Palimpzest (PZ)

Getting started

You can find a stable version of the Palimpzest package on PyPI here. To install the package, run:

$ pip install palimpzest

Alternatively, to install the latest version of the package from this repository, you can clone this repository and run the following commands:

$ git clone [email protected]:mitdbg/palimpzest.git
$ cd palimpzest
$ pip install .

Quick Start

The easiest way to get started with Palimpzest, is to run the quickstart.ipynb jupyter notebook. We provide a simple use case to showcase the workflow of working with Palimpzest, including registering a dataset, running a workload, and accessing the results. To run the notebook, you can use the following command:

$ jupyter notebook

And then access the notebook from the jupyter interface in your browser at localhost:8888.

Even Quicker Start

For eager readers, the code in the notebook can be found in the following condensed snippet. However, we do suggest reading the notebook as it contains more insight into each element of the program.

import pandas as pd
import palimpzest.datamanager.datamanager as pzdm
from palimpzest.sets import Dataset
from palimpzest.core.lib.fields import Field
from palimpzest.core.lib.schemas import Schema, TextFile
from palimpzest.policy import MinCost, MaxQuality
from palimpzest.query import Execute

# Dataset registration
dataset_path = "testdata/enron-tiny"
dataset_name = "enron-tiny"
pzdm.DataDirectory().register_local_directory(dataset_path, dataset_name)

# Dataset loading
dataset = Dataset(dataset_name, schema=TextFile)

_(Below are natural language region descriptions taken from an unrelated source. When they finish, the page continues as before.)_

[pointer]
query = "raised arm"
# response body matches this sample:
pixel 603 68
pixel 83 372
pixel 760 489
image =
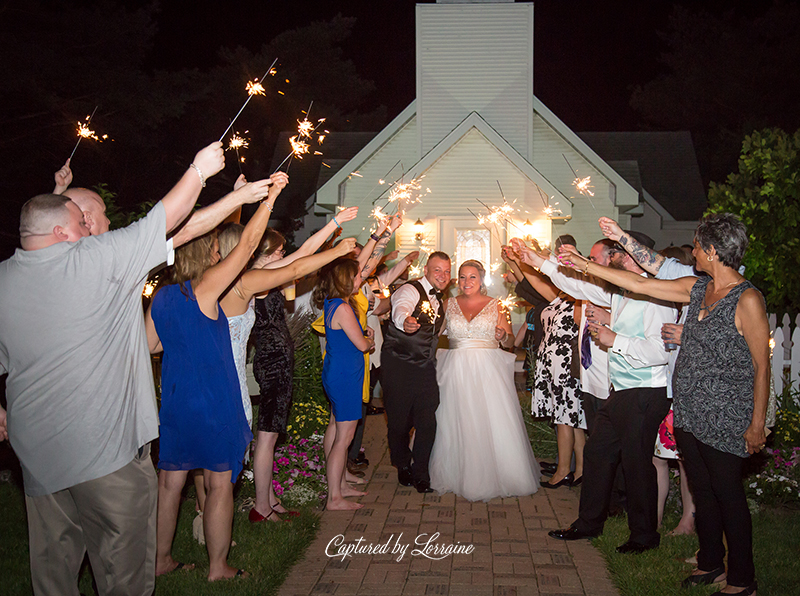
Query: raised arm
pixel 63 179
pixel 677 290
pixel 314 243
pixel 751 319
pixel 258 281
pixel 376 248
pixel 206 219
pixel 217 279
pixel 647 258
pixel 180 200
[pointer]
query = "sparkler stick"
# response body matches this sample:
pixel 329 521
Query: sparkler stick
pixel 84 132
pixel 252 89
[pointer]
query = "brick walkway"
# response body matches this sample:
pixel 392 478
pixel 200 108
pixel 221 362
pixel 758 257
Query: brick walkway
pixel 513 556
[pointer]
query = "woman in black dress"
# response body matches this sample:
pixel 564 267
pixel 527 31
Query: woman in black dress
pixel 720 391
pixel 273 366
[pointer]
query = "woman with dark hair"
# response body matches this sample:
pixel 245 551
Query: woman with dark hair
pixel 203 424
pixel 720 391
pixel 342 371
pixel 273 366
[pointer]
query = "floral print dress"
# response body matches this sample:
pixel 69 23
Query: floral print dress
pixel 556 393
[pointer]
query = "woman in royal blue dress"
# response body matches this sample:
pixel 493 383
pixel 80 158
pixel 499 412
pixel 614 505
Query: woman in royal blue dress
pixel 342 372
pixel 203 423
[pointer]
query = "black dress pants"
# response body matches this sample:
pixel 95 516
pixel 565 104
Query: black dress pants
pixel 624 432
pixel 410 396
pixel 715 478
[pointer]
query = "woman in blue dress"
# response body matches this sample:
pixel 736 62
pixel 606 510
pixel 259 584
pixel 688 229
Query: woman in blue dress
pixel 203 424
pixel 342 372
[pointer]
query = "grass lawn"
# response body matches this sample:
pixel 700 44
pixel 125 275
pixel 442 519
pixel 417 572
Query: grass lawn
pixel 266 550
pixel 776 543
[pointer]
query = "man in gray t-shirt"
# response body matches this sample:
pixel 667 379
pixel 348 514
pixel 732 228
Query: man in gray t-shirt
pixel 81 404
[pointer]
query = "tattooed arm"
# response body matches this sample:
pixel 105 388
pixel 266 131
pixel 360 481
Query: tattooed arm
pixel 647 258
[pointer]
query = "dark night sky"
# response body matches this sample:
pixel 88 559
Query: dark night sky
pixel 587 54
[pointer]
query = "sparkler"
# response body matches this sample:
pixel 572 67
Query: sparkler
pixel 426 309
pixel 507 304
pixel 84 132
pixel 299 142
pixel 253 88
pixel 582 185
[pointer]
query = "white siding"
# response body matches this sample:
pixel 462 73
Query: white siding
pixel 475 57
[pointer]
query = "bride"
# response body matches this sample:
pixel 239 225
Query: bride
pixel 482 449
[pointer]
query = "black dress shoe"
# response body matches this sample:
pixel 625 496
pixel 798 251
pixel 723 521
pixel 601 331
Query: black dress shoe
pixel 633 548
pixel 566 481
pixel 572 533
pixel 423 486
pixel 404 477
pixel 548 468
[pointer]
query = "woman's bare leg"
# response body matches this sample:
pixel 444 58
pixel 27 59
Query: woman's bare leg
pixel 662 476
pixel 686 525
pixel 337 439
pixel 263 461
pixel 217 523
pixel 170 485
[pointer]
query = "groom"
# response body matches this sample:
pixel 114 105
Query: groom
pixel 408 369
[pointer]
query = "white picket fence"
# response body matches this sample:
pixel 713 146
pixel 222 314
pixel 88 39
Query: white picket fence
pixel 786 352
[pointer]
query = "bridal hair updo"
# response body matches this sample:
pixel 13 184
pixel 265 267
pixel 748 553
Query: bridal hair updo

# Schema definition for the fields we wish to compute
class Email(Schema):
    """Represents an email, which in practice is usually from a text file"""
    sender = Field(desc="The email address of the sender")
    subject = Field(desc="The subject of the email")
    date = Field(desc="The date the email was sent")

# Lazy construction of computation to filter for emails about holidays sent in July
dataset = dataset.convert(Email, desc="An email from the Enron dataset")
dataset = dataset.filter("The email was sent in July")
dataset = dataset.filter("The email is about holidays")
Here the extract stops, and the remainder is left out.